Jiaxing Yu1,2,Arab Aliasghar2,Xiaofei Pei1(),Xuexun Guo1   

  1. 1.The Hubei Key Laboratory of Advanced Technology of Automotive Components,Wuhan University of Technology,Wuhan  430070
    2.The Department of Mechanical and Aerospace Engineering,Rutgers University,Piscataway,NJ 08854 USA
  • Received:2021-12-14 Revised:2021-12-28 Online:2022-05-25 Published:2022-05-27
  • Contact: Xiaofei Pei E-mail:peixiaofei7@whut.edu.cn

Abstract:

A trajectory planning is proposed for collision avoidance in a corner of intelligent vehicle considering trajectory smoothness and vehicle stability. The trajectory planning is decomposed into path planning and speed planning. The improved rapidly exploring random tree (RRT) is used to construct a collision-free continuous-curvature clothoids with minimum curvature change.
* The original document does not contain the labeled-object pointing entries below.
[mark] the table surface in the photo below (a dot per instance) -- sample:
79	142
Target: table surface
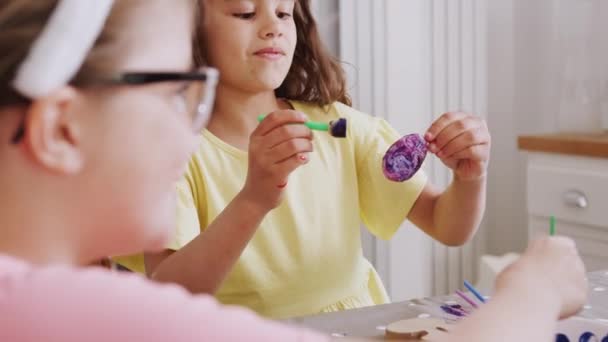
371	321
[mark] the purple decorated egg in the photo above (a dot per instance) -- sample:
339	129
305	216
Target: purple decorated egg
404	158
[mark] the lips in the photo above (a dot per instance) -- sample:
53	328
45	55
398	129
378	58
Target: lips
271	53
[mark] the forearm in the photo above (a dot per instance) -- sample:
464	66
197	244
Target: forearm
458	211
511	315
202	265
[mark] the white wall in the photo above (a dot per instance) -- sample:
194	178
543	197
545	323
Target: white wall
523	98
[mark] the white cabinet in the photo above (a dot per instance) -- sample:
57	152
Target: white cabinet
575	190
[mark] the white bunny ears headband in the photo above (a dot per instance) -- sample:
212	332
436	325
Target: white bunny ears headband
63	45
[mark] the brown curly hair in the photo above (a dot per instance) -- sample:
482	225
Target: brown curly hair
315	76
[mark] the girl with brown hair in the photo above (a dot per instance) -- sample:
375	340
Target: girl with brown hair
298	249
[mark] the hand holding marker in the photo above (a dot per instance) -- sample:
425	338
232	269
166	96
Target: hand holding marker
336	128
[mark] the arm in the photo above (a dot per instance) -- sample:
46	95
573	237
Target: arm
547	283
276	149
202	265
462	142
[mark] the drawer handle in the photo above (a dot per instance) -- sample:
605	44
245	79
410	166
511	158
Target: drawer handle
576	199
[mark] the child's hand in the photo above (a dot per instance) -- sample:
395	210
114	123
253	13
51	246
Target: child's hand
276	148
462	142
550	266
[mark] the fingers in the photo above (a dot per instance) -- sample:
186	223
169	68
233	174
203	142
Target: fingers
278	119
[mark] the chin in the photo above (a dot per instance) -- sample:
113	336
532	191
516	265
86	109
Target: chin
158	238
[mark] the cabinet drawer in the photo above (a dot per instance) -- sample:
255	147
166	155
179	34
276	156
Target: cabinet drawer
592	242
577	195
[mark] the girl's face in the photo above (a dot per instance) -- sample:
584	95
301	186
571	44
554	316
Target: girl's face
137	139
251	42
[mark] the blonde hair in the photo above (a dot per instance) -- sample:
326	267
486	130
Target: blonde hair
22	21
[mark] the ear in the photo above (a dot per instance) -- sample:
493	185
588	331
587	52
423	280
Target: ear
52	132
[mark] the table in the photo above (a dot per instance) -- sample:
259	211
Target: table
371	321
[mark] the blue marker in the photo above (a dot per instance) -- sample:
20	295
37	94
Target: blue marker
474	291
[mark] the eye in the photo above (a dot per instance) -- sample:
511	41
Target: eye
244	16
284	15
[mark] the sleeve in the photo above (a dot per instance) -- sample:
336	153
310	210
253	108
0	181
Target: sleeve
69	305
190	211
191	207
384	204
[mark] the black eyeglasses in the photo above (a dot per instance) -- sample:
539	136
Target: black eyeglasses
198	92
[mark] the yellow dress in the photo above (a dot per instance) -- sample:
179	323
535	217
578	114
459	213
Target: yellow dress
306	256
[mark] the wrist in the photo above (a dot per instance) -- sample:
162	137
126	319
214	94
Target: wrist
471	179
249	203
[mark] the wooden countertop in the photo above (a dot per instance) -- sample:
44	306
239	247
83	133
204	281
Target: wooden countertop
580	144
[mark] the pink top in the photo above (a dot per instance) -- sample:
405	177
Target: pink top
59	303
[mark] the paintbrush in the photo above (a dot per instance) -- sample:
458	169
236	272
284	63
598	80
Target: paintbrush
336	128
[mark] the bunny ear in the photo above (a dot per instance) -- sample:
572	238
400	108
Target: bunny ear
63	45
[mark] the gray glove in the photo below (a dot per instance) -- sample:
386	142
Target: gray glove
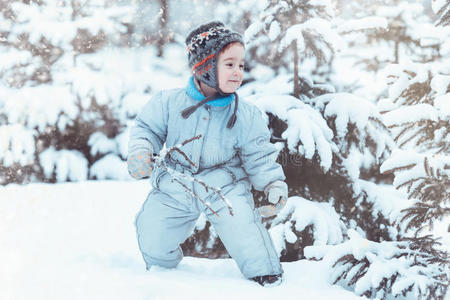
276	191
140	161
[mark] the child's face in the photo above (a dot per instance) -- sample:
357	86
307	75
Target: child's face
230	68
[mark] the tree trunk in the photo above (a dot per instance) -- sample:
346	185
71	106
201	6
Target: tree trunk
163	32
296	79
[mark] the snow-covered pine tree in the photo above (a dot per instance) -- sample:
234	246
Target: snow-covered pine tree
416	265
59	107
288	28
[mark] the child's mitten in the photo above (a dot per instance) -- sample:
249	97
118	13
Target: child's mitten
140	162
276	191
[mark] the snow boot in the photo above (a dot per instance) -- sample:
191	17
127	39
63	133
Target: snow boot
268	280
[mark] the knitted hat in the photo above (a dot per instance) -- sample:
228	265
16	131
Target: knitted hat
203	45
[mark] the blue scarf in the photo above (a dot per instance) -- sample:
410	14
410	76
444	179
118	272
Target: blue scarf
195	94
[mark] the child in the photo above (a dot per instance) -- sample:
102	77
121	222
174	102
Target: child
233	154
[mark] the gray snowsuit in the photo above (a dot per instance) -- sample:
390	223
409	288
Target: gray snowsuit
231	159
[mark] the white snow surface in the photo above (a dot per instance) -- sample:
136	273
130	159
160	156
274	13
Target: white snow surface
77	241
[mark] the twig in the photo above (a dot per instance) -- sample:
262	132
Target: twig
195	195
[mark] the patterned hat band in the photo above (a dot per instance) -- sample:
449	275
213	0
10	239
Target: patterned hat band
212	32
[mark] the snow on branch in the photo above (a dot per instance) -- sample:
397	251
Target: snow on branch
16	145
300	213
363	24
65	164
41	106
356	120
426	178
307	131
376	270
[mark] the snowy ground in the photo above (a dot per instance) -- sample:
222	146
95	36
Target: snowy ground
77	241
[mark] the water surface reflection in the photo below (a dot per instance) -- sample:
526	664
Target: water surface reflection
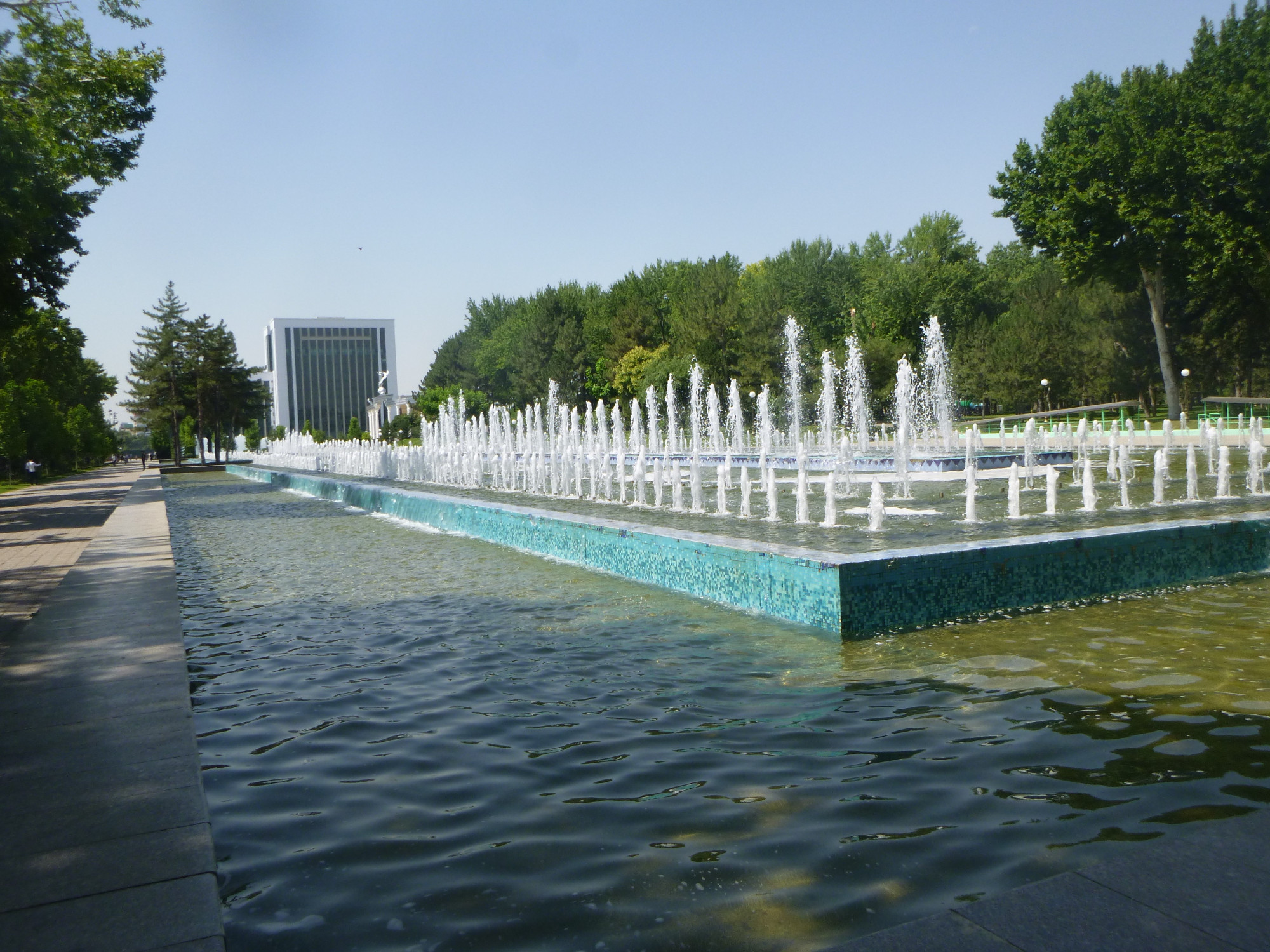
421	742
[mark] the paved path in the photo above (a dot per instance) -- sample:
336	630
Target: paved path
105	841
1205	892
45	528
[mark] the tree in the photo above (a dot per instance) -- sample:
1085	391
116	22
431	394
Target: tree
82	431
1107	192
13	437
70	113
161	379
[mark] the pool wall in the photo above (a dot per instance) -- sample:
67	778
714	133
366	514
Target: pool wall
854	594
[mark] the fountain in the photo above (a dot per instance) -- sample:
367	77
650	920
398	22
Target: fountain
570	457
904	427
831	504
858	396
1090	494
877	507
827	406
793	381
937	380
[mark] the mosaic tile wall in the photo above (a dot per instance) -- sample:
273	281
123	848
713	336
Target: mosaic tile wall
788	583
852	594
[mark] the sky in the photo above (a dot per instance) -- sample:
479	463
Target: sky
312	158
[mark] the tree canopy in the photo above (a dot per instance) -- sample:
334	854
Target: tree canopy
1144	226
72	119
189	382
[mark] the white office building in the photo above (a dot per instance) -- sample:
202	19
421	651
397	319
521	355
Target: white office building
326	371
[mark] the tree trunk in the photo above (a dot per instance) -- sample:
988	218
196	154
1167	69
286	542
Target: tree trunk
200	427
1155	285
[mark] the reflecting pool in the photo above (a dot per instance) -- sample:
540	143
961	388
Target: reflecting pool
415	741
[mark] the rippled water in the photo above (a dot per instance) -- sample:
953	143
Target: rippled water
421	742
934	516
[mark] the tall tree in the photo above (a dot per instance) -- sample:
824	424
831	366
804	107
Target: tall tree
161	379
1108	192
70	113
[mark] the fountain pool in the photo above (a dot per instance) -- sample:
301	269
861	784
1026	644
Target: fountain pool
415	741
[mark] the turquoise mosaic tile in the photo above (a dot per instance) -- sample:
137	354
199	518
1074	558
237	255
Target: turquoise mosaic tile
854	594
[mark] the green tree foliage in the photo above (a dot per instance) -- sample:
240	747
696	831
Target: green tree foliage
429	400
1108	192
70	113
1012	316
189	380
72	117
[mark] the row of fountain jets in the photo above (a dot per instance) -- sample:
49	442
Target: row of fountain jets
566	451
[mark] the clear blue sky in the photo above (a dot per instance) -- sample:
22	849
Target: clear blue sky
396	159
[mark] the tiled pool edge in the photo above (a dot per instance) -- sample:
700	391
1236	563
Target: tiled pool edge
854	594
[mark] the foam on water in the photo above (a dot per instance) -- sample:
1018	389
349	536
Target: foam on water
420	742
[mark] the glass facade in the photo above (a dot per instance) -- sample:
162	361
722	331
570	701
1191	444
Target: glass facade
331	375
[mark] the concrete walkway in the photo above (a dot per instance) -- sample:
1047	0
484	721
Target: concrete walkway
45	528
105	842
1203	892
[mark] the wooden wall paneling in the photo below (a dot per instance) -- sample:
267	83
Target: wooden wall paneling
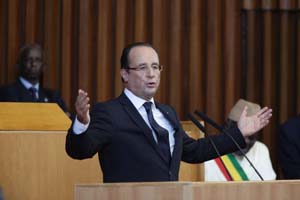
232	55
286	67
175	47
140	20
66	52
253	58
52	43
14	38
298	60
32	16
287	4
250	4
104	67
3	41
196	57
120	25
269	4
159	36
214	83
86	49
Based on the measurement function of deep neural network, the improved RRT selects and connects the tree nodes with the smallest cost function, and searches the nearby nodes to find whether there are nodes with smaller cost function near the selected nodes. In speed planning, trapezoidal velocity profiles are used to output continuous target acceleration curve according to the road speed limit rules. Then, based on the curvature of clothoids and vehicle state, the target acceleration is dynamically adjusted by Preview G-Vectoring control (PGVC). Finally, the final expected acceleration is obtained through acceleration control logic. The simulation results show that the proposed trajectory planning method can not only achieve collision avoidance in a corner and guarantee a good tracking performance, but also improve the stability in a corner at high speed. Besides, the paper also verifies the fast convergence, path smoothness and real-time performance based on parallel computing of RRT.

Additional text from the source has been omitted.